— Наспех снаряженные армии интервентов не уничтожат большевизма. Они только подольют масла в огонь и возмутят миллионы эксплуатируемых людей мира. Нам надо сначала объединить свои усилия и, наоборот, разъединить, разобщить рабочих, как это сделано на моих заводах. У меня рабочие одного цеха совершенно изолированы от рабочих другого, они не знают, что делают их соседи, и не должны знать. За этим следит моя полиция. Чтобы работать, нет надобности любить друг друга или делиться с соседями своими мыслями. Это только мешает. Когда мы дадим занятие и хлеб множеству безработных людей мира и разделим их, на планете восторжествует порядок.
Сияя сохранившими молодой блеск глазами, старый миллиардер сказал с гордостью:
— У меня есть люди, которые десять лет изо дня в день выполняют одно и то же: берут стальным крючком деталь, болтают ею в бочке с маслом и кладут в корзину рядом с собой. Движения этих людей всегда одинаковы. Они находят деталь на определенном месте, делают всегда одно и то же число взбалтываний и опускают деталь в ту же корзину. Им некогда заниматься политикой, они заняты только тем, что тихонько двигают руками взад и вперед, а потом идут спать… Я заставляю работать даже тех, которые лежат в моих больницах. Им расстилают на постелях черные клеенки, и они, эти больные, прикрепляют винты к маленьким деталям, работая ничуть не хуже, чем здоровые рабочие, выполняющие то же самое в цехах завода. У больных после этого улучшаются сон и аппетит, работа идет им на пользу…
… Если мы, — заключил старик, — займем человечество рационально организованной работой подобного типа и дадим ему кусок хлеба, башмаки и ночлег, оно перестанет бунтовать и на всех языках произносить имя Ленина. Любой завод, любая ферма будут для сытых людей раем…
На есаула Крайнова вдруг напала такая тоска, что он, как о самом светлом и радостном, вспоминал о деревянном бараке в лесу, о запахе снега и хвои, о бесконечных разговорах, которые заводили у костров казаки-эмигранты. Он вспомнил и о своем одностаничнике Максиме Селищеве и в тот же вечер написал ему большое письмо.
— писал Крайнов. —
3
Максима Селищева судили ночью. Военно-полевой суд заседал в табачной сушилке, скудно освещенной висевшим под потолком фонарем. В состав суда входили три офицера, известные в белой армии своей жестокостью: полковник-юрист Тарасевич, командир Дроздовского полка генерал Туркул и его сподвижник, безрукий генерал Манштейн. Для того чтобы суд над Максимом сильнее воздействовал на людей, в сушилку, по приказу Кутепова, вызвали большую группу офицеров, по три от каждого полка. Из Донского корпуса были приглашены только войсковой атаман Богаевский и генерал Гусельщиков, командир Гундоровского полка, того самого, в котором служил Максим.

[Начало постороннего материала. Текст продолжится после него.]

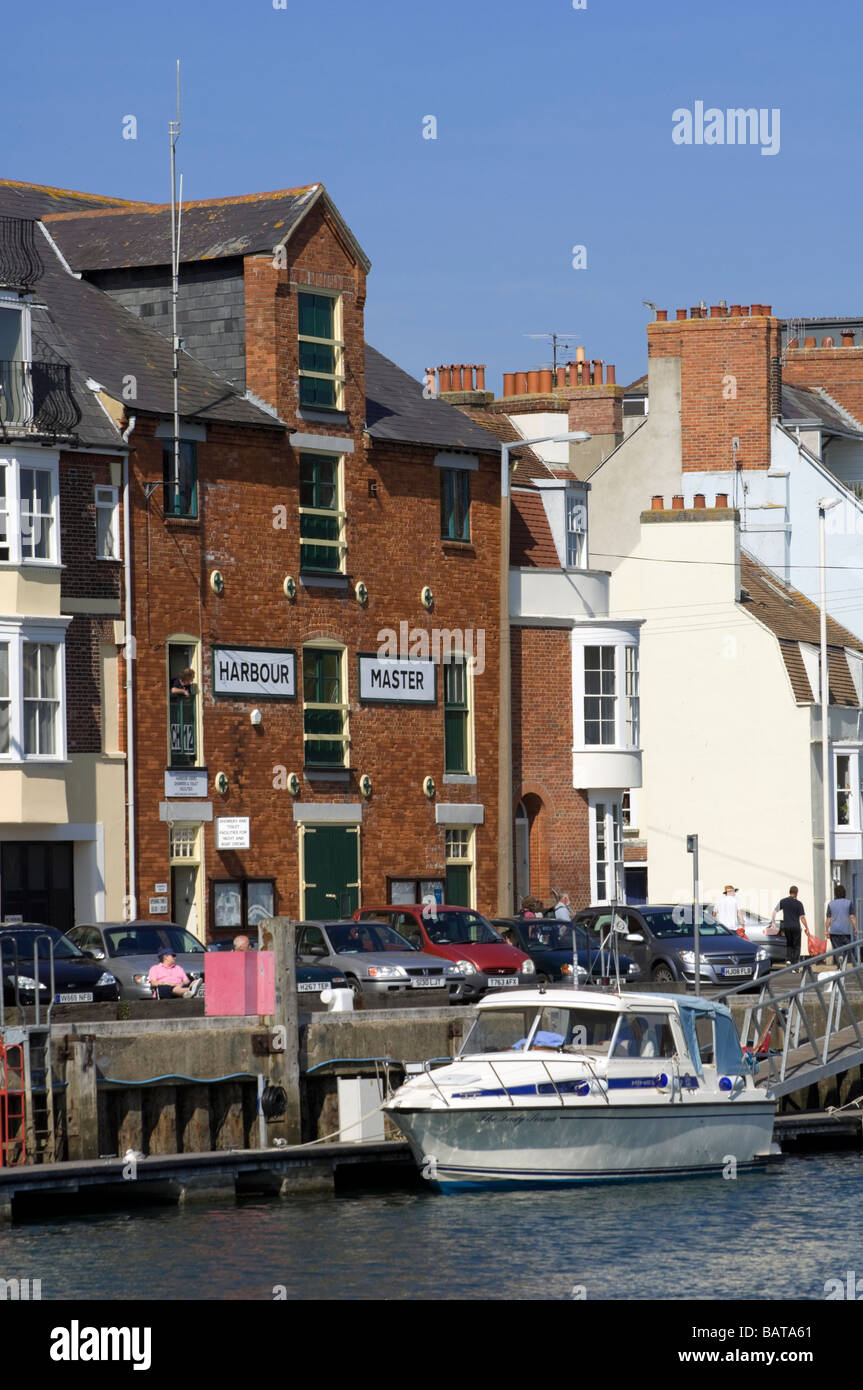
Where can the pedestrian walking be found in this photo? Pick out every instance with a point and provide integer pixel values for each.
(730, 909)
(841, 923)
(792, 918)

Когда два молоденьких прапорщика с карабинами наперевес ввели и поставили Максима неподалеку от шаткого деревянного столика, за которым сидели судьи, тщедушный полковник Тарасевич, покашливая и сморкаясь, быстро прочитал обвинительное заключение. В нем говорилось, что хорунжий Гундоровского казачьего полка Максим Селищев под влиянием большевистских агитаторов изменил русской армии, продался большевикам и, будучи их агентом, восхвалял коммунистический строй, называл его «новым миром» и высказывал сожаление, что он, хорунжий Селищев, не принимает непосредственного участия в построении этого большевистского мира. Полковник сообщил, что вещественные доказательства — записная книжка Селищева, отобранная у него при аресте на станции Стара Загора, и два неотправленных письма жене — находятся при деле. Далее в обвинительном заключении говорилось, что Селищев дезертировал из полка и склонил к этому же своего одностаничника, есаула Крайнова, который тоже бежал в неизвестном направлении.
— Признаете себя виновным? — спросил полковник, взглядывая на Максима сердитыми, красными от бессонницы глазами.
— Нет, не признаю, — коротко и глухо ответил Максим.